Trajimos de regreso a
las mujeres que se habían llevado las milicias. No a todas. Algunas murieron
antes de que nosotros llegáramos. Siempre es así.
Las regresamos pero ellos
las apartan. No las reciben de nuevo en su comunidad. Ahora no existen. Las
milicias las raptaron en el campo y cuando recogían la leña y eso significa que
se fueron para siempre, que dejaron de pertenecer a su familia y a su sociedad.
Niñas algunas, jovencitas
otras. También alguna madre que perdió el derecho de ver a sus hijos
nuevamente. De ellos se hará cargo el marido, que adopta la condición de ex y será
ayudado por su familia en la crianza.
La familia de la madre
no tiene derechos sobre los niños, porque la deshonra es una especie de plaga
contagiosa que no solo abarca a la víctima, sino a toda su rama familiar.
Mi hija ya ha pasado en
nuestra anterior Delegación por estas circunstancias, pero igual se rebela, se
enfurece, increpa a los hombres en un francés rabioso que me veo obligado a contener.
Ionit se suelta de mis
brazos y se va. Hace lobby con el Condorito, como buenos primos, desde lejos.
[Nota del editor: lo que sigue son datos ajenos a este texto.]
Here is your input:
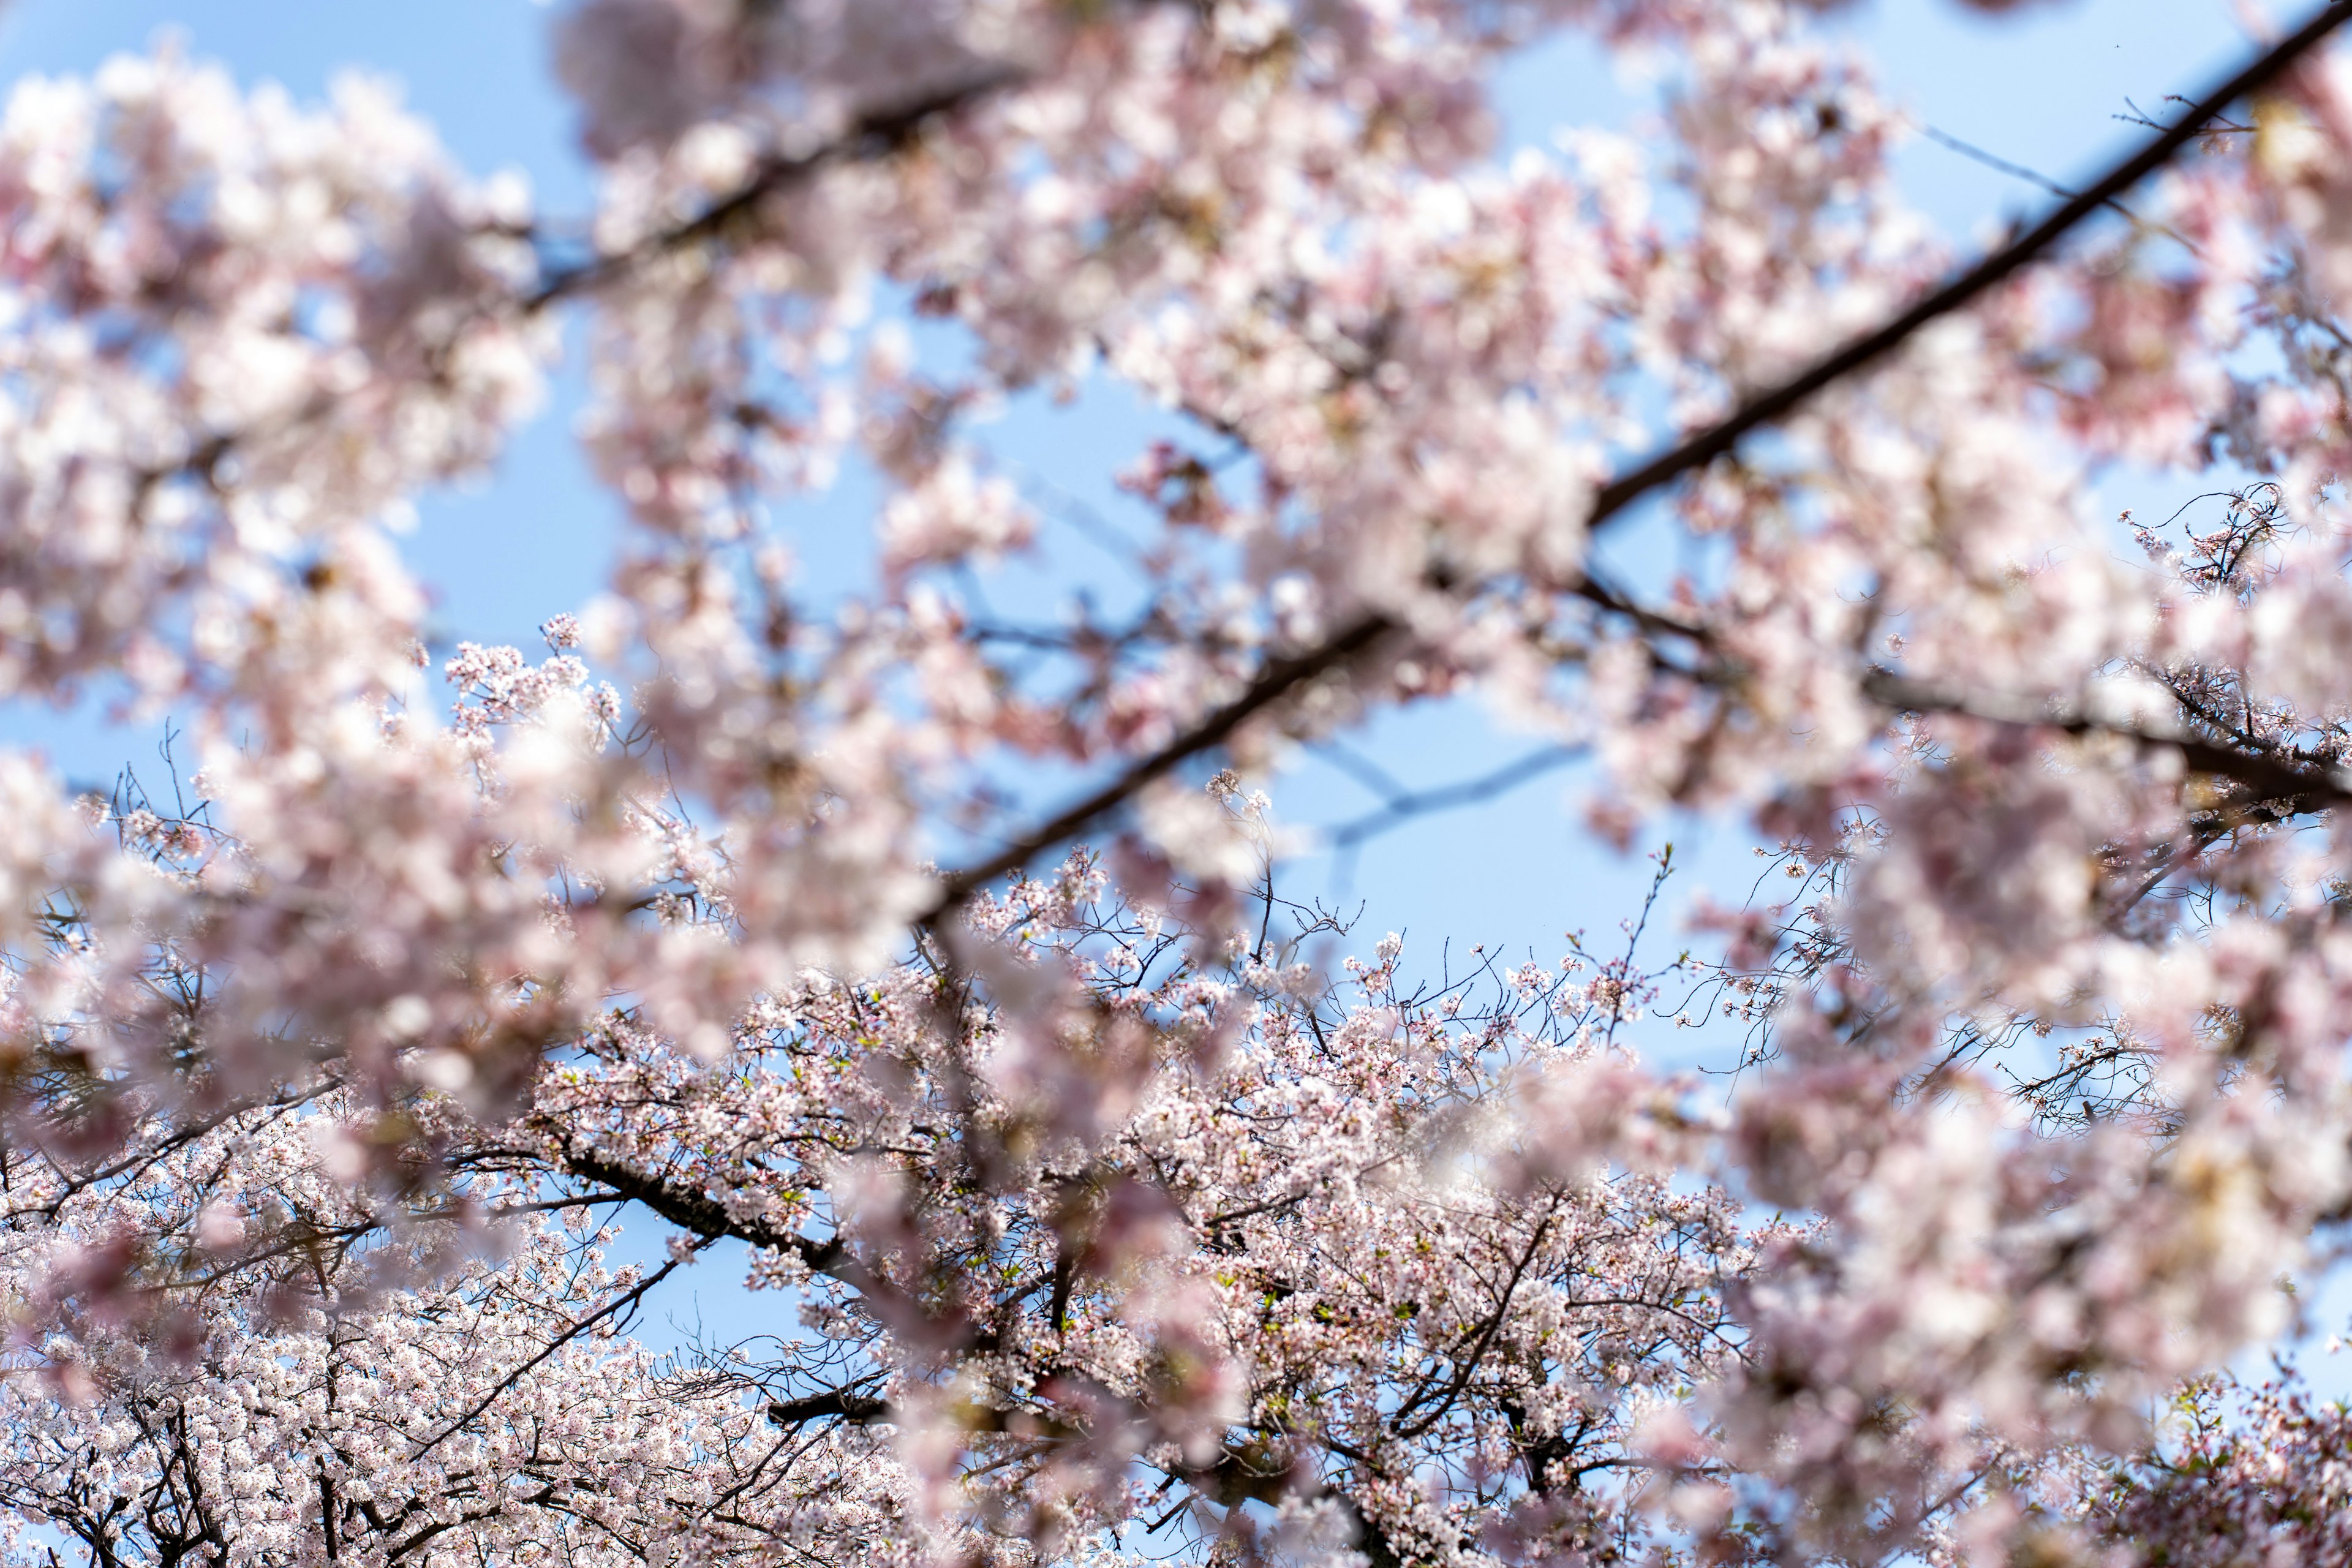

Vlady también la reprende con gestos de silencio pero no opina en voz alta.
Solamente hace gestos.
La médica se ocupa del
estrago. Le hago un gesto a mi hija, para que colabore con la médica, la
comadrona y las enfermeras improvisadas con las que contamos, que pertenecen a
la parte cristiana de este mundo que a veces se vuelve irreflexivo. Las hemos
entrenado porque son más accesibles que las musulmanas y se adaptan mucho mejor
a las contingencias que implica sobrevivir.
—Por lo menos, no las
lapidan —dice alguien.
Yo no sé qué es peor en
esta sociedad.
Dispongo que mientras
ellas pasan por el puesto sanitario, mis hombres les acondicionen un lugar
donde vivir.
—Alguno de esos
edificios —indico y voy a negociar con sus familias que por lo menos les
entreguen las ropas que dejaron en las casas, antes de la catástrofe.